From the beginning of the strike, the union and works committee were intent on reaching an agreement with management as early as possible. This meant accepting, in contrast to the workers, the closure of the factory.
Their main efforts were directed at confining the protests against the closure. When spontaneous demonstrations by AEG workers broke out in mid-December after the company announced it was going to shut down the factory, the union and works committee, together with management, agreed to send the workers on vacation in order to buy time.
The fact that IG Metall called the strike in the first place and widened it to include other workplaces was due to pressure from the workforce and the intransigence of management. The union and works committee had previously offered wage- and job-cuts in return for keeping the plant open.
Behind the scenes, the union and works committee made arrangements to limit the negative effects of the strike on the company. For example, an “emergency service” for shipments from the Nuremberg plant was organised to keep up deliveries of household appliances to retail stores. The union even agreed to bring in temporary workers—i.e., strikebreakers.
IG Metall refused to call its members out at AEG replacement parts supplier Distriparts in Rothenburg. A strike there would have severely disrupted the distribution of parts for AEG appliances across the European continent and placed Electrolux under significant pressure. In spite of massive intimidation from management, the majority of workers at the Rothenburg factory had spoke out in favour of striking.
In mid-February, IG Metall had proposed the former economics minister for Bavaria and current member of the board of directors at Deutsche Bahn, Otto Wiesheu, as a negotiator, after Electrolux refused to give ground. Last year, Wiesheu mediated between the union and management at the computer chip manufacturer Infineon. The result of those negotiations was an agreement to close the factory in Munich.
Between 1993 and 2005, Wiesheu was a member of the Bavarian state government that eliminated thousands of public service jobs. Wiesheu, a member of the CSU, is, according to IG Metall chief Werner Neugebauer, “a man who can build bridges.”
The agreement between Electrolux and the union and works committee evoked disgust and anger from AEG workers. When strike leader Jürgen Wechsler announced the deal, he was met with catcalls. One Turkish worker, who was quoted by the Süddeutsche Zeitung, said, “They are working hand in glove.”

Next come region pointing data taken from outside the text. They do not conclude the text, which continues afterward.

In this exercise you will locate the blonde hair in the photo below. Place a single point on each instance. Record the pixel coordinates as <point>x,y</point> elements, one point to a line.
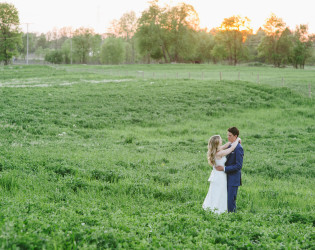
<point>213,147</point>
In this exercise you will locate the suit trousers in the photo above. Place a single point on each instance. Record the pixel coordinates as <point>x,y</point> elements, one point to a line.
<point>232,193</point>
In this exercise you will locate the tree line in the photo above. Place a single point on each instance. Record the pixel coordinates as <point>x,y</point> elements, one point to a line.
<point>161,35</point>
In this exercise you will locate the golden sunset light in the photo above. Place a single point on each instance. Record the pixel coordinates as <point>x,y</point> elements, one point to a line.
<point>45,15</point>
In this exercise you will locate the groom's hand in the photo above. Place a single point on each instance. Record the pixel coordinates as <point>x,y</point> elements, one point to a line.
<point>219,168</point>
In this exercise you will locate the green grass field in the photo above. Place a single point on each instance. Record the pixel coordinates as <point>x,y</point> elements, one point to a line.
<point>97,157</point>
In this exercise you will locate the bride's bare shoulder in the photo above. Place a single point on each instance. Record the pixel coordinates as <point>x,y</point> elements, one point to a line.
<point>217,156</point>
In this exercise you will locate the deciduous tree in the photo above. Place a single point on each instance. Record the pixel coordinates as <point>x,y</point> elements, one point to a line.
<point>10,36</point>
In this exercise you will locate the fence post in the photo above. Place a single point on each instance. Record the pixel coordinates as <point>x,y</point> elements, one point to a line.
<point>282,82</point>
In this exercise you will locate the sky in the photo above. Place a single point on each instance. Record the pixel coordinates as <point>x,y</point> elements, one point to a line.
<point>44,15</point>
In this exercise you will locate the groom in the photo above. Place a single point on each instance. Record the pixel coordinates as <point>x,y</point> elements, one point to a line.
<point>233,166</point>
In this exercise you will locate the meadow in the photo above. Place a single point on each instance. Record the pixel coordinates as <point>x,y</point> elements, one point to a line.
<point>96,157</point>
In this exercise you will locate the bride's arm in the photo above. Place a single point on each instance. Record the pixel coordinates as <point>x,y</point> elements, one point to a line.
<point>225,146</point>
<point>229,150</point>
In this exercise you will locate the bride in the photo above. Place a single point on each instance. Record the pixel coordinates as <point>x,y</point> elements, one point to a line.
<point>216,199</point>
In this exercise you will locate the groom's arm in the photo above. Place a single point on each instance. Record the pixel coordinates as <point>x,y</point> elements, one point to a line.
<point>239,153</point>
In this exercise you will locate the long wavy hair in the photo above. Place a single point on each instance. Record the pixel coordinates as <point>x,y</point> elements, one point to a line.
<point>213,147</point>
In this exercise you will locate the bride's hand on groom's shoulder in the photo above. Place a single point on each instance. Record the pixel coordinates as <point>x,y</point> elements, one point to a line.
<point>219,168</point>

Works committee representative Harald Dix promptly demanded the workers agree to the compromise, because in his view nothing further could be gained. Only 25 percent of workers have to agree for the deal to be ratified.
Last Wednesday, the day after Dix attempted to sell the agreement to the workers, he travelled as part of a delegation to the bag manufacturer CNH in Berlin to “support” the workforce there, which is resisting attempts by management to relocate the company to Italy. “One needs a long breath during strikes,” advised Dix. “But be careful, you can’t hold your breath forever.”

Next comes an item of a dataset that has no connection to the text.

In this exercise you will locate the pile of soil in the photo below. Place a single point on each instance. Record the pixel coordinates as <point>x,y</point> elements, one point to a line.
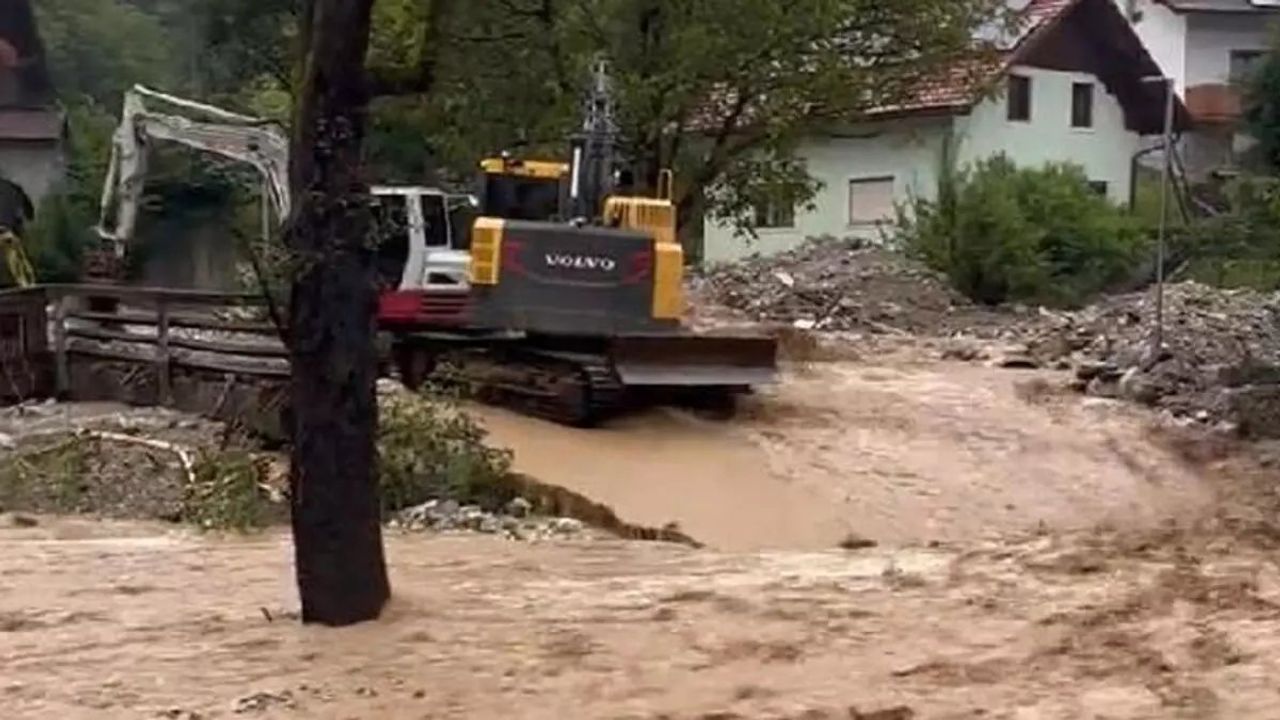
<point>840,285</point>
<point>1219,361</point>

The rotten compromise that the union and works committee have made with AEG management affects not only the 1,700 workers employed at the Nuremberg factory. For the company, the deal sets a precedent. In coming years, Electrolux plans to shut down additional factories in “high-wage countries.” Their workers will be placed under pressure and pitted against each other. The cowardice of the unions strengthens the hand of the employers.

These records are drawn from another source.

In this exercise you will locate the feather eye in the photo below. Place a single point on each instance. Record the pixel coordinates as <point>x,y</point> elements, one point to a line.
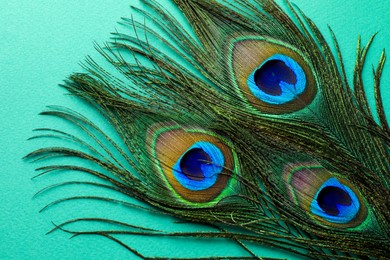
<point>328,197</point>
<point>196,164</point>
<point>272,76</point>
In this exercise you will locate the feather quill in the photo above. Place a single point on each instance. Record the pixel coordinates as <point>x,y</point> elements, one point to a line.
<point>250,126</point>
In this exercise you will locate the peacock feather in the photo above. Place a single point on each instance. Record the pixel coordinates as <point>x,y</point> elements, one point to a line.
<point>246,123</point>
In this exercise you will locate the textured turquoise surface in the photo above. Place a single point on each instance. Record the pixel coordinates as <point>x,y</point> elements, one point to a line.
<point>42,42</point>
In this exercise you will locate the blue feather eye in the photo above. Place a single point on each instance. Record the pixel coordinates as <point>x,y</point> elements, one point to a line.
<point>195,165</point>
<point>278,80</point>
<point>273,77</point>
<point>328,198</point>
<point>199,166</point>
<point>335,202</point>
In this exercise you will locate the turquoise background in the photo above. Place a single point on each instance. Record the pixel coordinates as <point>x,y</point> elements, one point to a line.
<point>41,43</point>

In Nuremberg, the unions have once again shown that they are neither willing nor able to take up a serious struggle to defend jobs. They have demonstrated the opposite: they work to isolate struggles and wear them down. The unions fear that protests against mass sackings at AEG and other employers, as well as strikes like the current one in the public service, could lead to a broad mobilisation of the working class.